S100A8-mediated metabolic adaptation controls HIV-1 persistence in macrophages in vivo

  • Fernando Real,
  • Aiwei Zhu,
  • Boxin Huang,
  • Ania Belmellat,
  • Alexis Sennepin,
  • Thomas Vogl,
  • Céline Ransy,
  • Marc Revol,
  • Riccardo Arrigucci,
  • Anne Lombès,
  • Johannes Roth,
  • Maria Laura Gennaro,
  • Frédéric Bouillaud,
  • Sarra Cristofari,
  • Morgane Bomsel

DOI
https://doi.org/10.1038/s41467-022-33401-x
Journal volume & issue
Vol. 13, no. 1
pp. 1 – 16

Abstract

Read online

HIV-1 eradication is hindered by viral persistence in different cell reservoirs, including circulatory CD4+ T-cells and tissue-resident macrophages.
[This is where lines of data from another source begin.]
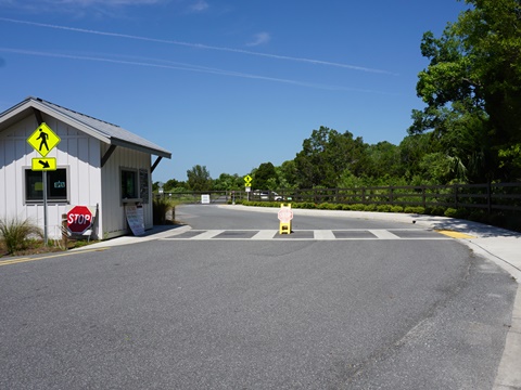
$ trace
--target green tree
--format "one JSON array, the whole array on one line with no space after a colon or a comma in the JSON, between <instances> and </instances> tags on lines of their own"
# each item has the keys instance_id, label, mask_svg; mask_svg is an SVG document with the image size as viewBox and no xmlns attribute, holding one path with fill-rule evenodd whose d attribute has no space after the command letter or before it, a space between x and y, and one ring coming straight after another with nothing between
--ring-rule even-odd
<instances>
[{"instance_id":1,"label":"green tree","mask_svg":"<svg viewBox=\"0 0 521 390\"><path fill-rule=\"evenodd\" d=\"M430 64L417 92L427 107L412 112L409 132L434 130L470 181L517 179L521 167L507 151L521 144L521 4L466 3L470 8L441 38L423 35L421 53Z\"/></svg>"},{"instance_id":2,"label":"green tree","mask_svg":"<svg viewBox=\"0 0 521 390\"><path fill-rule=\"evenodd\" d=\"M255 190L277 190L279 177L271 162L263 162L253 174L253 187Z\"/></svg>"},{"instance_id":3,"label":"green tree","mask_svg":"<svg viewBox=\"0 0 521 390\"><path fill-rule=\"evenodd\" d=\"M192 169L187 170L187 184L191 191L201 192L212 190L212 178L209 177L206 166L193 166Z\"/></svg>"},{"instance_id":4,"label":"green tree","mask_svg":"<svg viewBox=\"0 0 521 390\"><path fill-rule=\"evenodd\" d=\"M387 141L368 146L365 174L371 178L399 176L399 147Z\"/></svg>"},{"instance_id":5,"label":"green tree","mask_svg":"<svg viewBox=\"0 0 521 390\"><path fill-rule=\"evenodd\" d=\"M219 178L214 180L213 190L216 191L232 191L242 190L244 187L244 178L239 174L220 173Z\"/></svg>"},{"instance_id":6,"label":"green tree","mask_svg":"<svg viewBox=\"0 0 521 390\"><path fill-rule=\"evenodd\" d=\"M301 188L334 187L345 169L355 176L364 172L368 162L367 145L348 131L340 133L321 126L304 140L294 161Z\"/></svg>"},{"instance_id":7,"label":"green tree","mask_svg":"<svg viewBox=\"0 0 521 390\"><path fill-rule=\"evenodd\" d=\"M280 188L294 188L298 178L298 171L294 160L287 160L280 167L275 167L279 177Z\"/></svg>"}]
</instances>

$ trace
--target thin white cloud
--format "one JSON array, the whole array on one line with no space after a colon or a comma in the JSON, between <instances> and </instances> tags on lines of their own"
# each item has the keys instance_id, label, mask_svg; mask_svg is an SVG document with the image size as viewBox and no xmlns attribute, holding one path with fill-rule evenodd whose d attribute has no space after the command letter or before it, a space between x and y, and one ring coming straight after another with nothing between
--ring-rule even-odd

Here, by analyzing male genital mucosa from cART-suppressed HIV1-infected individuals, Real et al. show that M4 macrophages represent the major macrophage HIV-1 reservoir in this tissue. These macrophages have an inflammatory IL1R+S100A8+MMP7+M4-phenotype, and contain transcriptionally active HIV-1, which reactivate infectious virus production from viral latency in response to autocrine/paracrine S100A8-mediated glycolysis.